What About VS Code Users?

This post is Neovim-focused because that’s my editor, but the approach is not Neovim-only. VS Code users have local FIM autocomplete options too.

The closest equivalent is llama-vscode from ggml-org. It is built around llama.cpp, supports local FIM completions, and can run Qwen Coder models directly through llama-server.

For low-VRAM machines, the extension documents a Qwen2.5-Coder 1.5B FIM preset:

llama-server --fim-qwen-1.5b-default

For users who want more configuration, Twinny is another VS Code option. It supports FIM completions, chat, llama.cpp, LM Studio, OpenAI-compatible APIs, and separate endpoints for completion and chat.

The core idea stays the same across editors:

Use a FIM-capable code model
Serve it locally
Use an editor extension that sends prefix + suffix context
Keep the context window under the server’s token limit

Neovim uses Minuet AI for that in my setup. VS Code users can get similar behavior with llama-vscode or Twinny.

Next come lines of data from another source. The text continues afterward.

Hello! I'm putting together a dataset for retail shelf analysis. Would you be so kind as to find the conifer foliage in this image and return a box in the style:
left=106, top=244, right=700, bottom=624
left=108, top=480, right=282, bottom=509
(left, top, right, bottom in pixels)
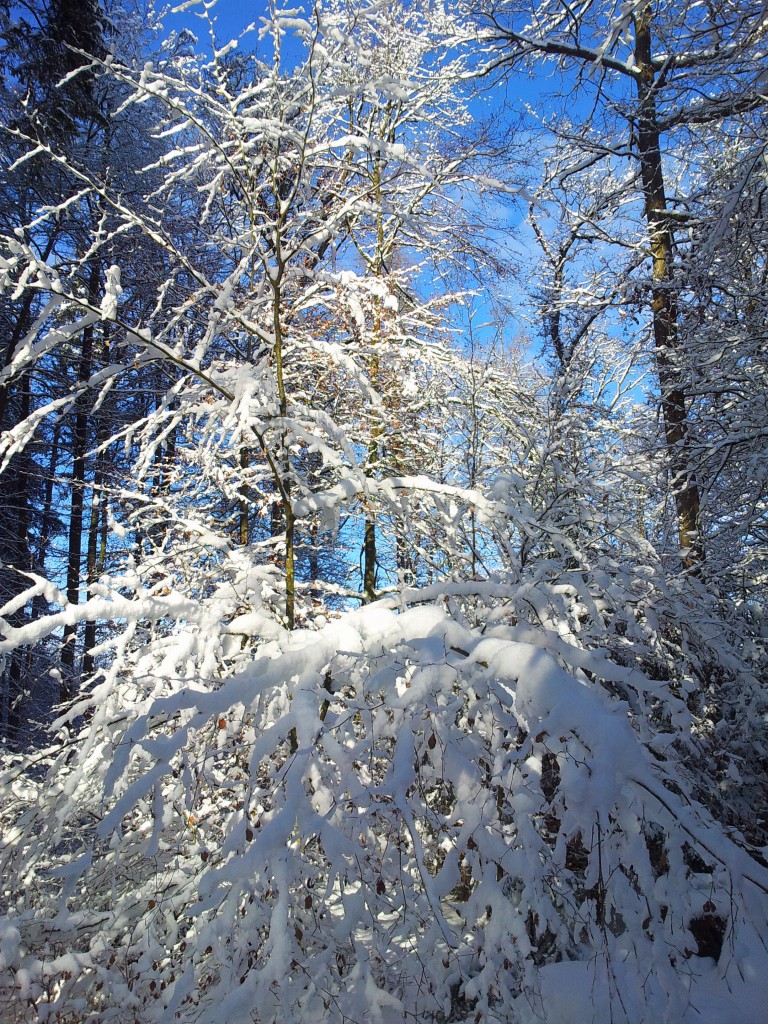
left=0, top=0, right=768, bottom=1024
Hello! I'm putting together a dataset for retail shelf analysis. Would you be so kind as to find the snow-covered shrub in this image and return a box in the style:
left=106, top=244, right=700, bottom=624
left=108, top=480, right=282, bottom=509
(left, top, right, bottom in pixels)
left=0, top=598, right=768, bottom=1024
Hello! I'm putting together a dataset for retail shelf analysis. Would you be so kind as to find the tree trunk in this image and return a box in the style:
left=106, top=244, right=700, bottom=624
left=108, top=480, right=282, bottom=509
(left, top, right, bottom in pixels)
left=59, top=261, right=100, bottom=702
left=635, top=5, right=705, bottom=568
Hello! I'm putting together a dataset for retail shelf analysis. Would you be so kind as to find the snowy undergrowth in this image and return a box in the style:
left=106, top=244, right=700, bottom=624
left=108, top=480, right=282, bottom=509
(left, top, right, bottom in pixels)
left=0, top=593, right=768, bottom=1024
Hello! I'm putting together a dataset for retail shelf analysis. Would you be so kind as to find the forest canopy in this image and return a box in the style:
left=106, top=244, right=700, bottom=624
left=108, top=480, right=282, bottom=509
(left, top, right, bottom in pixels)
left=0, top=0, right=768, bottom=1024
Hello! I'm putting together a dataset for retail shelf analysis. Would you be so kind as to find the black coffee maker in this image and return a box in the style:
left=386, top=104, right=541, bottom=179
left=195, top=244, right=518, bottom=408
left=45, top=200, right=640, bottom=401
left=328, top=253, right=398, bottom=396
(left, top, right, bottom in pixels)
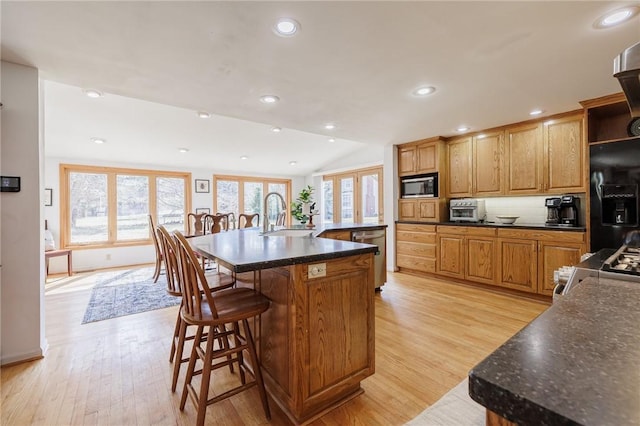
left=560, top=195, right=580, bottom=226
left=544, top=197, right=562, bottom=225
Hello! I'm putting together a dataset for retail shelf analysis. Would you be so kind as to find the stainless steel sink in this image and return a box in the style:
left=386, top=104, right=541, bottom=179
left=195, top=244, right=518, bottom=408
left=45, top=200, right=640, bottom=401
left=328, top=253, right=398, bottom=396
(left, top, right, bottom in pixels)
left=262, top=229, right=313, bottom=237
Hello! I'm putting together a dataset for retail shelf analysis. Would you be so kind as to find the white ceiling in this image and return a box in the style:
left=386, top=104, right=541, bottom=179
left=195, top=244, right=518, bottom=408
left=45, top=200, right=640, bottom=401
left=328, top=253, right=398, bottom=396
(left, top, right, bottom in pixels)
left=0, top=0, right=640, bottom=175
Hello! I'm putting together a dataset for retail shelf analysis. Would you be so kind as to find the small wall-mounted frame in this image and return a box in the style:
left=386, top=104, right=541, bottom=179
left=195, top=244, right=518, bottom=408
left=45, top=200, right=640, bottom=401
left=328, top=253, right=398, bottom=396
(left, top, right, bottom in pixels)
left=196, top=179, right=209, bottom=192
left=44, top=188, right=53, bottom=206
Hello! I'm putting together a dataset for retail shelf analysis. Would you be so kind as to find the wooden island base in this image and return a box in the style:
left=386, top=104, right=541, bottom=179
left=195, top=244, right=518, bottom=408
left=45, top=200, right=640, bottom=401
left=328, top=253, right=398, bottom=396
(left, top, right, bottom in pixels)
left=238, top=253, right=375, bottom=424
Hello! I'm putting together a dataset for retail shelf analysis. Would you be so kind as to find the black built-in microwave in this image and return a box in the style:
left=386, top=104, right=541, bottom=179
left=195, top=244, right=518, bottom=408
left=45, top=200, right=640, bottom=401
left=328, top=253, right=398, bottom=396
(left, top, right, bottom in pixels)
left=400, top=173, right=438, bottom=198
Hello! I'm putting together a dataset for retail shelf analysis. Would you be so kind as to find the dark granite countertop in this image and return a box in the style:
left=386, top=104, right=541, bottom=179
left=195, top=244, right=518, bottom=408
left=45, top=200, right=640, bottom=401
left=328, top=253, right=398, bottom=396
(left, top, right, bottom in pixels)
left=469, top=278, right=640, bottom=426
left=396, top=220, right=587, bottom=232
left=189, top=224, right=381, bottom=272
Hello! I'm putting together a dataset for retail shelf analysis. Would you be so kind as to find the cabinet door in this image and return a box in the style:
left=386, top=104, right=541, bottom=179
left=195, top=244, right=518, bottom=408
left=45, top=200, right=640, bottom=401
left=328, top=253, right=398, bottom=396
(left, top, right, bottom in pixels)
left=538, top=241, right=585, bottom=296
left=465, top=237, right=496, bottom=284
left=447, top=137, right=472, bottom=198
left=498, top=239, right=538, bottom=293
left=544, top=116, right=586, bottom=193
left=416, top=142, right=438, bottom=174
left=398, top=146, right=416, bottom=176
left=436, top=234, right=465, bottom=279
left=505, top=123, right=543, bottom=195
left=398, top=200, right=418, bottom=220
left=472, top=132, right=504, bottom=196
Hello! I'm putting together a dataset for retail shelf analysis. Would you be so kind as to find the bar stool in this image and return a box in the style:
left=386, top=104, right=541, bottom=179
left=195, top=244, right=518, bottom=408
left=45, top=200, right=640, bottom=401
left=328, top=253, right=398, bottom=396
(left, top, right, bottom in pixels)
left=174, top=231, right=271, bottom=425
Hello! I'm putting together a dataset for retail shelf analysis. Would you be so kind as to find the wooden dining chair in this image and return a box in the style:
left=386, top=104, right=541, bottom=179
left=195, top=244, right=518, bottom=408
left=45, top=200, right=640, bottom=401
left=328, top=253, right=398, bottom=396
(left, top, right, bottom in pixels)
left=238, top=213, right=260, bottom=228
left=147, top=215, right=163, bottom=283
left=156, top=226, right=235, bottom=391
left=203, top=214, right=227, bottom=234
left=216, top=212, right=236, bottom=231
left=175, top=232, right=271, bottom=426
left=187, top=213, right=207, bottom=235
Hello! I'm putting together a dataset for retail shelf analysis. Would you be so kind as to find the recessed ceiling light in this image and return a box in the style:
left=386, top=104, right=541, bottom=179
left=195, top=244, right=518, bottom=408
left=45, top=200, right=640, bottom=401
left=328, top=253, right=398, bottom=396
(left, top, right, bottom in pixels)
left=83, top=89, right=102, bottom=98
left=593, top=6, right=640, bottom=28
left=413, top=86, right=436, bottom=97
left=273, top=18, right=300, bottom=37
left=260, top=95, right=280, bottom=104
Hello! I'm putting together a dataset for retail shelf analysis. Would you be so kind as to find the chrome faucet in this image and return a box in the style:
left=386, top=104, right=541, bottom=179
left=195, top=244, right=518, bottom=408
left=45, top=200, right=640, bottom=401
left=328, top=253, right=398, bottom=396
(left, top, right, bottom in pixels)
left=262, top=192, right=287, bottom=233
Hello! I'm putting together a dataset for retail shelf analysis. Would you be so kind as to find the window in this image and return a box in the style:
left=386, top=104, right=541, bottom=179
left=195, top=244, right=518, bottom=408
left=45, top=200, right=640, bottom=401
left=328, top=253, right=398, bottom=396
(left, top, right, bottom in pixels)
left=213, top=175, right=291, bottom=223
left=60, top=164, right=191, bottom=247
left=322, top=167, right=384, bottom=223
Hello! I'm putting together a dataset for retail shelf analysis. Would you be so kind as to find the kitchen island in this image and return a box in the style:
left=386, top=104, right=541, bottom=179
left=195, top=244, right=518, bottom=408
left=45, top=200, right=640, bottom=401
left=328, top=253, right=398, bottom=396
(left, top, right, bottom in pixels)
left=189, top=229, right=377, bottom=424
left=469, top=278, right=640, bottom=426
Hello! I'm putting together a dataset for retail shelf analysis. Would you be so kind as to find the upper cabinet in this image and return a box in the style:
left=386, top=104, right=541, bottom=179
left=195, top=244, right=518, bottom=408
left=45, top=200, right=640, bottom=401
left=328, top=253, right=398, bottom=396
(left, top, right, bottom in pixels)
left=398, top=138, right=443, bottom=176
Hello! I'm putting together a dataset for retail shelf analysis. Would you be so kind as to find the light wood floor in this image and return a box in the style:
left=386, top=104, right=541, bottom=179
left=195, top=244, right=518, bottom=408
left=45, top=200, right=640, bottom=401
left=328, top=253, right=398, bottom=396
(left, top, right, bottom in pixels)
left=0, top=273, right=548, bottom=426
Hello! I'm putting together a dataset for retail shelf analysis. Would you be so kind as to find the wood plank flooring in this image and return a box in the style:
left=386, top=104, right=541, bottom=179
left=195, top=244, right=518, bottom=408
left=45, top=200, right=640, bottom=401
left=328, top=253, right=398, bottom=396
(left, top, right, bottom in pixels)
left=0, top=273, right=548, bottom=426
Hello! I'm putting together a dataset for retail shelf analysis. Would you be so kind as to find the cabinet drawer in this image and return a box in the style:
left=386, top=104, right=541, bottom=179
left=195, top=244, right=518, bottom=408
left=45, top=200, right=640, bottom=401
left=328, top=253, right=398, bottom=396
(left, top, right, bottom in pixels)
left=438, top=225, right=496, bottom=237
left=396, top=223, right=436, bottom=232
left=396, top=254, right=436, bottom=272
left=397, top=242, right=436, bottom=259
left=396, top=231, right=436, bottom=244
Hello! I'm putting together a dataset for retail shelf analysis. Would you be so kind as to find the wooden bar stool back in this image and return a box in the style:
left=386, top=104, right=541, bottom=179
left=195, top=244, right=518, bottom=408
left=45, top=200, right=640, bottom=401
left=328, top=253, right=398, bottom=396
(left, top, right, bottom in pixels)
left=157, top=226, right=235, bottom=391
left=238, top=213, right=260, bottom=228
left=175, top=232, right=271, bottom=425
left=148, top=215, right=163, bottom=283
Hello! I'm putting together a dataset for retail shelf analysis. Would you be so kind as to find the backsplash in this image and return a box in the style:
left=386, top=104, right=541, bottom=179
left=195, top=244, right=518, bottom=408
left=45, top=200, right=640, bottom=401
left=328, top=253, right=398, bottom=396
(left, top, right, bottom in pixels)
left=482, top=195, right=549, bottom=225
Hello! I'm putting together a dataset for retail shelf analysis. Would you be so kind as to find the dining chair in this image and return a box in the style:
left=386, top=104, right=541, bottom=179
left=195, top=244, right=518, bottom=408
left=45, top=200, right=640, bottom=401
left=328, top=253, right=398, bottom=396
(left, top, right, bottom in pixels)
left=203, top=214, right=226, bottom=234
left=187, top=213, right=207, bottom=235
left=216, top=212, right=236, bottom=231
left=174, top=231, right=271, bottom=425
left=156, top=225, right=235, bottom=392
left=238, top=213, right=260, bottom=228
left=147, top=215, right=163, bottom=283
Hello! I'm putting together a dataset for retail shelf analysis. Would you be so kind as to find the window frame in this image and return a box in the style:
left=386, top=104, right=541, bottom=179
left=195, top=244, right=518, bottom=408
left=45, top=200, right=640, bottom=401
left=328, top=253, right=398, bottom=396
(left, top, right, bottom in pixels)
left=212, top=175, right=291, bottom=226
left=60, top=164, right=192, bottom=250
left=322, top=166, right=384, bottom=223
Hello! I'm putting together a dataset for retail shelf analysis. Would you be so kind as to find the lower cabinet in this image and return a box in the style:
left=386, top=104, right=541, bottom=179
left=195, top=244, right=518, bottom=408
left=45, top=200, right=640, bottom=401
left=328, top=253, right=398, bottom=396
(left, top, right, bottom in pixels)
left=437, top=226, right=497, bottom=284
left=396, top=223, right=436, bottom=273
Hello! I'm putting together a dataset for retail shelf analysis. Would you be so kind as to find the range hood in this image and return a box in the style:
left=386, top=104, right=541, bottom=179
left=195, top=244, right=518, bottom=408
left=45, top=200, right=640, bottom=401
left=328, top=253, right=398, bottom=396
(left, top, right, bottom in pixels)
left=613, top=43, right=640, bottom=121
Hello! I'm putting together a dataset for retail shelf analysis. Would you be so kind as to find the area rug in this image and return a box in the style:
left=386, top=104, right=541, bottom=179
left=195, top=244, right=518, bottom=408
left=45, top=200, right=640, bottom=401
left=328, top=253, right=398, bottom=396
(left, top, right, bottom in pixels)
left=82, top=268, right=180, bottom=324
left=405, top=378, right=486, bottom=426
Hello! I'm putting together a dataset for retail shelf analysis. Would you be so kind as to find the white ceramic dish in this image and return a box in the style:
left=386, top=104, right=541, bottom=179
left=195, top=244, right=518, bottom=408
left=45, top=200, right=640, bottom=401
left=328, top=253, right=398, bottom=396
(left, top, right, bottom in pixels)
left=496, top=215, right=520, bottom=225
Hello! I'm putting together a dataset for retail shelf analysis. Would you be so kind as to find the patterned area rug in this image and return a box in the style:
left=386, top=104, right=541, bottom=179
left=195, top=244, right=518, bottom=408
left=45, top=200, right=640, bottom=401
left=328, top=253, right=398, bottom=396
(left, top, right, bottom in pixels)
left=82, top=268, right=180, bottom=324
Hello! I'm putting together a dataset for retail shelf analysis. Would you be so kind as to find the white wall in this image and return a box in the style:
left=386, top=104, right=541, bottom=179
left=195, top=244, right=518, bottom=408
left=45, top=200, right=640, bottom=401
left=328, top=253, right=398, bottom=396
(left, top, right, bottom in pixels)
left=44, top=156, right=305, bottom=273
left=0, top=62, right=47, bottom=365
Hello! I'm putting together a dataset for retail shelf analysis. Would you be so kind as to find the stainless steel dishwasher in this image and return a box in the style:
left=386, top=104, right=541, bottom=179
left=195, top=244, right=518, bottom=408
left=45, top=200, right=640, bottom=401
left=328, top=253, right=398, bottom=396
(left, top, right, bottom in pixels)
left=351, top=229, right=387, bottom=290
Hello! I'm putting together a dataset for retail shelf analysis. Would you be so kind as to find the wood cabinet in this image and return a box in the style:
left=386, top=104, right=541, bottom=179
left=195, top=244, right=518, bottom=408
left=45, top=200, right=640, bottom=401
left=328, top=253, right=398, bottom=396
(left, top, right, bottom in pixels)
left=398, top=198, right=448, bottom=222
left=446, top=137, right=473, bottom=198
left=505, top=122, right=543, bottom=195
left=398, top=138, right=443, bottom=176
left=436, top=226, right=498, bottom=284
left=543, top=115, right=587, bottom=193
left=498, top=228, right=586, bottom=296
left=396, top=223, right=436, bottom=273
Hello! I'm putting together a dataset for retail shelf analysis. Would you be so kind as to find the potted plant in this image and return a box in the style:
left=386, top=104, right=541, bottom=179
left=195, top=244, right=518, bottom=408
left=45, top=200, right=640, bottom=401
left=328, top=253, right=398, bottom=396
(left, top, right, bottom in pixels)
left=291, top=185, right=313, bottom=224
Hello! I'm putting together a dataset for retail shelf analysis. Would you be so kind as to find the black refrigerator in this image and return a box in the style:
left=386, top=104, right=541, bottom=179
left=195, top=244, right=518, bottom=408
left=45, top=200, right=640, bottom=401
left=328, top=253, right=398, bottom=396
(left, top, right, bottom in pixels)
left=589, top=138, right=640, bottom=252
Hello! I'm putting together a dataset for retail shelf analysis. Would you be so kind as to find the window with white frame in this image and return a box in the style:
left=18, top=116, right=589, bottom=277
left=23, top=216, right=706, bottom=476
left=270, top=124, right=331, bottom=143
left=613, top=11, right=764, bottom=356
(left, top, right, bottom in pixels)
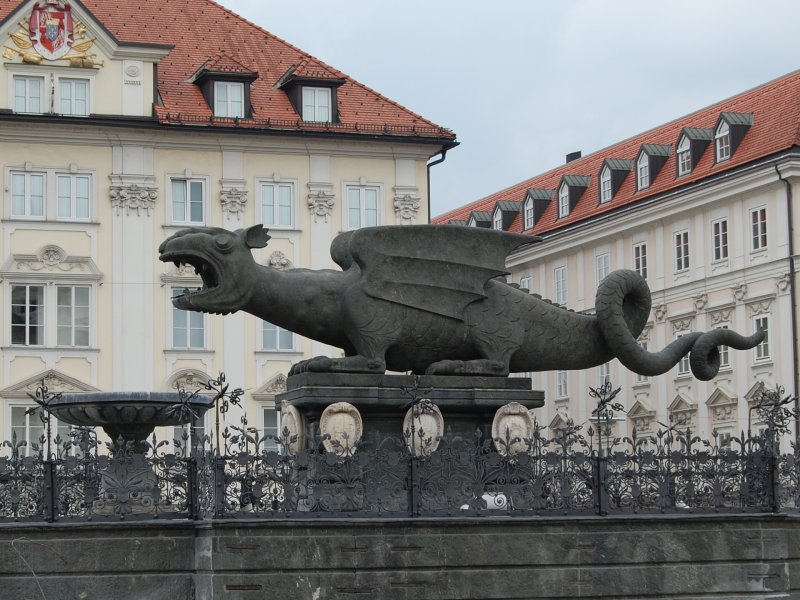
left=172, top=290, right=206, bottom=350
left=303, top=87, right=333, bottom=123
left=58, top=77, right=89, bottom=117
left=523, top=198, right=534, bottom=229
left=346, top=185, right=380, bottom=229
left=600, top=165, right=611, bottom=203
left=714, top=121, right=731, bottom=162
left=14, top=75, right=45, bottom=113
left=10, top=283, right=91, bottom=348
left=753, top=315, right=770, bottom=360
left=595, top=252, right=611, bottom=285
left=261, top=406, right=281, bottom=452
left=56, top=285, right=90, bottom=347
left=597, top=363, right=611, bottom=387
left=633, top=242, right=647, bottom=279
left=556, top=370, right=569, bottom=398
left=675, top=231, right=689, bottom=272
left=492, top=208, right=503, bottom=231
left=711, top=219, right=728, bottom=260
left=750, top=206, right=767, bottom=250
left=259, top=182, right=294, bottom=228
left=678, top=333, right=692, bottom=375
left=553, top=267, right=567, bottom=306
left=6, top=169, right=94, bottom=222
left=261, top=321, right=294, bottom=352
left=11, top=172, right=45, bottom=219
left=11, top=284, right=45, bottom=346
left=56, top=174, right=91, bottom=221
left=636, top=341, right=649, bottom=383
left=558, top=183, right=569, bottom=218
left=636, top=152, right=650, bottom=190
left=170, top=178, right=205, bottom=225
left=717, top=325, right=731, bottom=368
left=676, top=135, right=692, bottom=175
left=214, top=81, right=244, bottom=119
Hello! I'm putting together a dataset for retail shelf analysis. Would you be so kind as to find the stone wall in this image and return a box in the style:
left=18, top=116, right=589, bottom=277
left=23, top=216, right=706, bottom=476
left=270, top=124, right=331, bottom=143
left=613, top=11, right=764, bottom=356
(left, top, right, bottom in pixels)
left=0, top=515, right=800, bottom=600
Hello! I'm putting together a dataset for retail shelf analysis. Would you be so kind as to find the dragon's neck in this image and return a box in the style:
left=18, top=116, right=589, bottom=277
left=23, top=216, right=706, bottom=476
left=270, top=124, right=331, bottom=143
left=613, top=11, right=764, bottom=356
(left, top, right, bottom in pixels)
left=241, top=265, right=352, bottom=348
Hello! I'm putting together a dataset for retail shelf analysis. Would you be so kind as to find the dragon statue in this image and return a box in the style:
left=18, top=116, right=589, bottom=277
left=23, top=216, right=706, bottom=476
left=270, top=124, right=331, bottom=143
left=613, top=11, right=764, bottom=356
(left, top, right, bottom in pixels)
left=159, top=225, right=764, bottom=380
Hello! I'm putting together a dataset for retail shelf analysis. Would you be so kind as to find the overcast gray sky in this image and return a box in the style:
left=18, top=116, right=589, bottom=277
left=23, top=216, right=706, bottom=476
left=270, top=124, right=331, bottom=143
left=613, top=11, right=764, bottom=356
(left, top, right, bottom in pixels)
left=221, top=0, right=800, bottom=216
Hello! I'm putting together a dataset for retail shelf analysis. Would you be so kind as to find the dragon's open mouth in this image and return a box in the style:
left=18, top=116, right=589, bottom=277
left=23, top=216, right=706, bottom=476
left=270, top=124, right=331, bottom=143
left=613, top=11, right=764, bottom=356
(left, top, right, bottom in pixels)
left=161, top=253, right=220, bottom=300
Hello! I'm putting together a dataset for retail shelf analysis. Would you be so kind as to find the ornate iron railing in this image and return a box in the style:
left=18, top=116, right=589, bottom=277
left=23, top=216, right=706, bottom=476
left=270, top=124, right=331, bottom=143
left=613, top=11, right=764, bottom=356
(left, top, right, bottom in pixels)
left=0, top=380, right=800, bottom=522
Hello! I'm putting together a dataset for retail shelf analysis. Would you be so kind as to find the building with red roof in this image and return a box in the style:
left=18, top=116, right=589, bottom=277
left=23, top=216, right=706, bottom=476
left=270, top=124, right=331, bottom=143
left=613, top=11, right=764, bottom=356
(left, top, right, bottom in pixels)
left=0, top=0, right=457, bottom=450
left=433, top=71, right=800, bottom=439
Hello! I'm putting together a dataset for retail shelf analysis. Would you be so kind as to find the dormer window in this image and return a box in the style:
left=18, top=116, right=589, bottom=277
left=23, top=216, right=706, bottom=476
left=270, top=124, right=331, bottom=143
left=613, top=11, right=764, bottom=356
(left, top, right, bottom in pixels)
left=714, top=121, right=731, bottom=162
left=714, top=112, right=753, bottom=163
left=600, top=165, right=611, bottom=204
left=636, top=144, right=672, bottom=191
left=558, top=183, right=569, bottom=219
left=522, top=198, right=534, bottom=229
left=303, top=87, right=331, bottom=123
left=214, top=81, right=244, bottom=119
left=636, top=152, right=650, bottom=190
left=492, top=207, right=503, bottom=231
left=677, top=135, right=692, bottom=175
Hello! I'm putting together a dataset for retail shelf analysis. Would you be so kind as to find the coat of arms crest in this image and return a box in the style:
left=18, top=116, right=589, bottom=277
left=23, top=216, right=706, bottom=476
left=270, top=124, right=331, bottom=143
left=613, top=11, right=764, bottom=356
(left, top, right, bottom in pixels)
left=29, top=2, right=74, bottom=60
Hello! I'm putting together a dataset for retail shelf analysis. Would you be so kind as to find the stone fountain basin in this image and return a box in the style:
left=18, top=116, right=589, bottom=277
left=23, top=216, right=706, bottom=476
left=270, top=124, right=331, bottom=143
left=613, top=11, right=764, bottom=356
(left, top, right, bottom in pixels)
left=47, top=392, right=214, bottom=440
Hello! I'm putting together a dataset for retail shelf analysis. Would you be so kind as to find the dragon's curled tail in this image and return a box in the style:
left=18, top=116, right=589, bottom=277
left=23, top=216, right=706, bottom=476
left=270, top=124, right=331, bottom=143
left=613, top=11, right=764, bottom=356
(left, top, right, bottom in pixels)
left=595, top=270, right=764, bottom=381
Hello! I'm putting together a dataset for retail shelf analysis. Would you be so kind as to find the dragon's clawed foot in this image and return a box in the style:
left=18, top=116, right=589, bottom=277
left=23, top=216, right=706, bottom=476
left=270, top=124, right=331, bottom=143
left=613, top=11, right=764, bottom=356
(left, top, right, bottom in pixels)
left=425, top=358, right=508, bottom=377
left=289, top=355, right=386, bottom=376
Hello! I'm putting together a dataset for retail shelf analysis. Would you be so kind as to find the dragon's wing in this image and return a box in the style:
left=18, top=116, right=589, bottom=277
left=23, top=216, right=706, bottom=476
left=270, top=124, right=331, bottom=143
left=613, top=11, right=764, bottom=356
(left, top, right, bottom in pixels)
left=340, top=225, right=540, bottom=320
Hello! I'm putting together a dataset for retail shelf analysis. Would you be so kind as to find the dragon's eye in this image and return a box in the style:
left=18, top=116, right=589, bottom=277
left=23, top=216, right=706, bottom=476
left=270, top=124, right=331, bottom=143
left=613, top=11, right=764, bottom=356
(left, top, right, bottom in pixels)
left=214, top=235, right=233, bottom=252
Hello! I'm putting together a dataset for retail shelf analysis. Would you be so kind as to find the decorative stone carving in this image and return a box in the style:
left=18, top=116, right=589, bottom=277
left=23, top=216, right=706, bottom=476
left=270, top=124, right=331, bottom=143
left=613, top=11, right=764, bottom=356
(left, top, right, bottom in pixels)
left=694, top=294, right=708, bottom=312
left=269, top=250, right=292, bottom=271
left=278, top=404, right=308, bottom=454
left=492, top=402, right=534, bottom=456
left=709, top=308, right=731, bottom=327
left=747, top=300, right=772, bottom=317
left=653, top=304, right=667, bottom=323
left=672, top=317, right=692, bottom=333
left=775, top=273, right=789, bottom=293
left=308, top=189, right=334, bottom=223
left=403, top=399, right=444, bottom=456
left=394, top=194, right=420, bottom=225
left=319, top=402, right=364, bottom=457
left=219, top=186, right=247, bottom=221
left=109, top=183, right=158, bottom=216
left=731, top=283, right=747, bottom=302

Caveats and Open Questions

Context splitting with parallel slots: --parallel 4 with -c 8192 gives each slot 2,048 tokens. The setup works because Minuet is capped at context_window = 6000 characters, which keeps typical FIM requests below that slot limit. If you increase Minuet’s context window, also increase llama.cpp context or reduce parallel slots.
Large files need context budgeting: Copilot handles this silently. With a local stack, you have to configure it. The important lesson was that Minuet’s context window is character-based while llama.cpp’s error is token-based.
KV cache management: llama.cpp allocated a prompt cache of 8,192 MiB. The --cache-idle-slots option requires --kv-unified and was disabled automatically. This is a default behavior worth knowing about.
Single model limitation: You can run only one model per llama-server instance. Serving both FIM completions and chat from the same model means neither is ideal for its task. Running a second instance with a larger instruct model on another port is the natural next step.

I started with a specific goal: reproduce the Copilot inline completion experience using local infrastructure. The result isn’t a replacement — the quality gap is real, especially for complex suggestions. But it works for the common cases, it runs offline, and it costs nothing beyond the hardware I already own.

The model is on HuggingFace. The server is llama.cpp. Minuet AI is on GitHub. All three are open source.